You don’t show up in the winner’s circle that many times unless you possess a considerable amount of moxie.
Here’s my take on Baffert’s brand:
People with moxie know how to pick winners.
At any given time, Baffert is training dozens of horses. Each of those horses needs a jockey to guide them to victory. In the horse racing business, trainers and jockeys can cross each others’ paths many times. Sometimes, the trainer is hiring the jockey. Sometimes, the trainer is firing the jockey.
Years ago, Baffert hired Mike Smith to ride one of his horses. After a short time, he became sure that Smith wasn’t the right fit for that horse and he let him go.
Earlier this year, after watching Justify run his first race, Baffert became convinced that Justify had what it takes to win the Triple Crown, and Smith was the man to make it happen.
People with moxie know how to bring together the right people at the right time to make magic happen.
People with moxie don’t take themselves too seriously.
In the well-heeled world of horse racing, it’s not unusual to rub shoulders with royalty. But Baffert takes it to a whole new level. The Burger King stood at Baffert’s elbow back in 2015 when American Pharoah took the crown, and he was right there when Justify reached the finish line at Belmont.
The fast-food mascot has become a lucky charm of sorts for Baffert!

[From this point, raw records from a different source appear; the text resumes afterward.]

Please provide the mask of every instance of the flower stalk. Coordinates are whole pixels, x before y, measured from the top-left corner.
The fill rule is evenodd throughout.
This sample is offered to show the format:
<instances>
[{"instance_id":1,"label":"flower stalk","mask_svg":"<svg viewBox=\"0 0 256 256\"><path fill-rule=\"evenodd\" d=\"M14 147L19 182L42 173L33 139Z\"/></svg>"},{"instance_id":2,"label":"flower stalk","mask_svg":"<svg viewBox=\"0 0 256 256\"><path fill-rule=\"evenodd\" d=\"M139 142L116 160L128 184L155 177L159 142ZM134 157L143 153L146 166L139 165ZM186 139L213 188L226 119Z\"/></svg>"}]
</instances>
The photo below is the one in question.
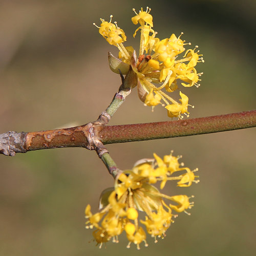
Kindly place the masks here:
<instances>
[{"instance_id":1,"label":"flower stalk","mask_svg":"<svg viewBox=\"0 0 256 256\"><path fill-rule=\"evenodd\" d=\"M199 135L253 127L256 127L256 110L185 120L93 125L94 136L103 144ZM15 153L48 148L88 148L87 137L89 130L88 125L83 125L29 133L8 132L0 134L0 153L12 156Z\"/></svg>"}]
</instances>

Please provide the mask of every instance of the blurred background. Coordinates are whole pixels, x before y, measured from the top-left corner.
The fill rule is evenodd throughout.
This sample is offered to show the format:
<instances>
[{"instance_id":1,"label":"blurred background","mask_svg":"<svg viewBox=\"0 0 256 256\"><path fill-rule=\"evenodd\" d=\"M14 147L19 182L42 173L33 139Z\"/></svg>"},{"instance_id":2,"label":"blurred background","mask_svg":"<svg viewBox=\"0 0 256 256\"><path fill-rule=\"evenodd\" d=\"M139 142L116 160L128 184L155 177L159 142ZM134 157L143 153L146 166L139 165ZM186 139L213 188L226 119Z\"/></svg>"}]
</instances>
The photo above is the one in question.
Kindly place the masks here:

The shot of absurdity has a greater purpose. Burger King paid handsomely for the privilege, and Baffert and his wife Jill donated the proceeds to several charities.
People with moxie kiss a lot of frogs before finding a prince.
How many horses do you think Baffert trains each year? One? Five?
Try dozens. And that’s down from the more than 100 he used to train before a heart attack a few years ago caused him to reassess his life and slow down a bit.
Baffert puts in a lot of work to find and cultivate just the right talent. His approach is different from other trainers – he isn’t the first guy in the barn every morning – but he has an uncanny ability to spot the best talent in the most unlikely places and to give it a shot to develop. He’s surrounded himself with a team that enables him to focus on that unique skill. Owners now trust his instincts and are willing to take a chance on horses others might pass over.
The big question is this: will Baffert come up with another Triple Crown winner? If he does, he’ll be the first trainer in history to win it three times. I’d really, really like to see that kind of moxie make the horse-training history books!
If you had the chance, what would you ask Baffert?